In his piece about the growing concern over MMA refereeing, Dave Meltzer slipped this paragraph in:
Fighters often feel pressure trying to please the live crowd, wanting to be perceived as having quality fights and become more marketable in a community that is controlled by a zealous Internet fan base.
“Look at [Jorge] Gurgel,” referee Yves Lavigne said of a recently released UFC vet. “He’s a Brazilian jiu-jitsu black belt, and he’s very good on the ground. He never even shoots to try a takedown.”
During the period in question, UFC held 60 matches, 32 of which were stopped by a referee call after a knockout or a TKO compared with nine submission finishes. That’s a 42 percent drop in submissions and a 36 percent increase in knockouts and TKOs over the same 12-week period one year ago. This means a larger number of split-second decisions are being made as to whether fighters can continue, and those decisions have a higher percentage of likelihood of affecting outcomes and careers.
For starters, I'm interested in why Dave chose the same time frame from the year before, instead of the previous 60 fights, 60 fights from 2003, 60 fights from Dream, or the past 60 WWE matches. The point being, what use is there in comparing a random cluster of 60 fights to another random cluster a year prior? This isn't retail, there aren't patterns based on the day, week, month, or season.

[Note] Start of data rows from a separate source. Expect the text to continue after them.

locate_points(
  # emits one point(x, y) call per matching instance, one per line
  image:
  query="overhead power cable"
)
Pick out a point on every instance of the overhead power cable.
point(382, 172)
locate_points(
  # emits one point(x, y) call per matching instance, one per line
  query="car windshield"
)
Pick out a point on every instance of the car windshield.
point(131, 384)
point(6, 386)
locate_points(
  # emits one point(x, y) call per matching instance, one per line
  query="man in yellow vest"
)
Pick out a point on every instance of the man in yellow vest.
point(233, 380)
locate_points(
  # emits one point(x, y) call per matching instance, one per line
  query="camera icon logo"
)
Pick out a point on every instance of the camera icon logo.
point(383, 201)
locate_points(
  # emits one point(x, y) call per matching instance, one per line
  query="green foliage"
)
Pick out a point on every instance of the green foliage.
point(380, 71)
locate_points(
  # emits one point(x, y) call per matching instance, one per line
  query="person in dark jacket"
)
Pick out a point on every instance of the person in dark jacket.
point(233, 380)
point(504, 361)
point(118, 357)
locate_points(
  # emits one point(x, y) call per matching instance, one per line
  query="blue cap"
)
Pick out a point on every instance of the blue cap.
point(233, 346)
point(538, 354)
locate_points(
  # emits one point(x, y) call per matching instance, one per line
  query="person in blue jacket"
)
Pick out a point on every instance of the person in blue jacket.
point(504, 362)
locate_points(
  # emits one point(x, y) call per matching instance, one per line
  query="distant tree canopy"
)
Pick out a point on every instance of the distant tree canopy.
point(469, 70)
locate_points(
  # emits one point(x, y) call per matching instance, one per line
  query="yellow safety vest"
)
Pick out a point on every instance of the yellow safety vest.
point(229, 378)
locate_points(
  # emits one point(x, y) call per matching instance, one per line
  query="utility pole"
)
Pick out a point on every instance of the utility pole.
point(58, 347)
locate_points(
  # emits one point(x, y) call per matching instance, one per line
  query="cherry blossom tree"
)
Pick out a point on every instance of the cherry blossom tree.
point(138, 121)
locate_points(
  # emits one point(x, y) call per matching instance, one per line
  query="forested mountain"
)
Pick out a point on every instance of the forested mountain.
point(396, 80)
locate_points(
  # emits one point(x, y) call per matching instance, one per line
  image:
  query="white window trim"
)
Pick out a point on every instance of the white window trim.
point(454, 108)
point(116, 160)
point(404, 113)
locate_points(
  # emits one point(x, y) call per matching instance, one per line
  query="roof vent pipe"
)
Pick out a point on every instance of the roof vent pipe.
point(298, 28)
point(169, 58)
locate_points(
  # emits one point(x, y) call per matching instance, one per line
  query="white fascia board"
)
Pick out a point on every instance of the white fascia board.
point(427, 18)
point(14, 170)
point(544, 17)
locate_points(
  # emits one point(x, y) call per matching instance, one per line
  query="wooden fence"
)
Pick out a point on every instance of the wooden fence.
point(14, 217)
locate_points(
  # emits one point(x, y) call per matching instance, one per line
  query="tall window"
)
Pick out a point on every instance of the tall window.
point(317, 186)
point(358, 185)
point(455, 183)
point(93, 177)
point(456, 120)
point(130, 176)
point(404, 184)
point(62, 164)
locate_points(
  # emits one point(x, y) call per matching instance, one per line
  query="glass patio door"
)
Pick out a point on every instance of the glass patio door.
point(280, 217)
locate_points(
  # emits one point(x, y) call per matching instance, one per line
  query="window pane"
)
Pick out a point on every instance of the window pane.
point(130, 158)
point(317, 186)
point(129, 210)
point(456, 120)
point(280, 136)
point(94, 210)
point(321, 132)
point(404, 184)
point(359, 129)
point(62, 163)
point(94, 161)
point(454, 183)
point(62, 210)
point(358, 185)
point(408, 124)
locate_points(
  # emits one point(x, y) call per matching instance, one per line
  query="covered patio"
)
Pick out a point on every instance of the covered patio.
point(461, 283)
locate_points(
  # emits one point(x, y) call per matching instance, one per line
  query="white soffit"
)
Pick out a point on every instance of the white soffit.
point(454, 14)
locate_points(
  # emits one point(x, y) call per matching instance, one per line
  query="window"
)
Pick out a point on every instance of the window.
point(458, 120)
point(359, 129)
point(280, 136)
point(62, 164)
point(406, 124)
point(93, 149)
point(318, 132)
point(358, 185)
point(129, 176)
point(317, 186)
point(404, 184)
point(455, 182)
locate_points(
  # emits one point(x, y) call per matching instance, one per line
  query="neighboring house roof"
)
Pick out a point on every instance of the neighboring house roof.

I want to point something out before going further. In my two articles about this topic, I shouldn't say that we definitely aren't seeing a trend of increased knockouts with decreased submissions. We might be, we might not be. I'm trying to make two points. 1) Gross and now Meltzer have used faulty logic getting to their conclusions and 2) as of right now there is not enough evidence to start making claims that the UFC is pushing for more knockout finishes or that submissions are becoming a less viable means of finishing a fight..
With that out of the way, jump over the break to see some fancy graphs.
What you see here is the KO:Sub ratio over the past 3 years, broken up into six month overlapping chunks. This graph trends slightly upward. However, look at these next two graphs:
These two graphs show the KO:Sub ratio year-to-year and over periods of two overlapping years respectively. Notice the trend downward until an uptick at the end.
I still don't think we have enough evidence to support the notion that the increase in KOs:Subs we're seeing are anything more than random fluctuation at this point. If this number continues upwards and ranges around 1.75-2.00 KO:Subs, we have something to talk about. We also just might be seeing a regression to the mean after a period of increased submissions.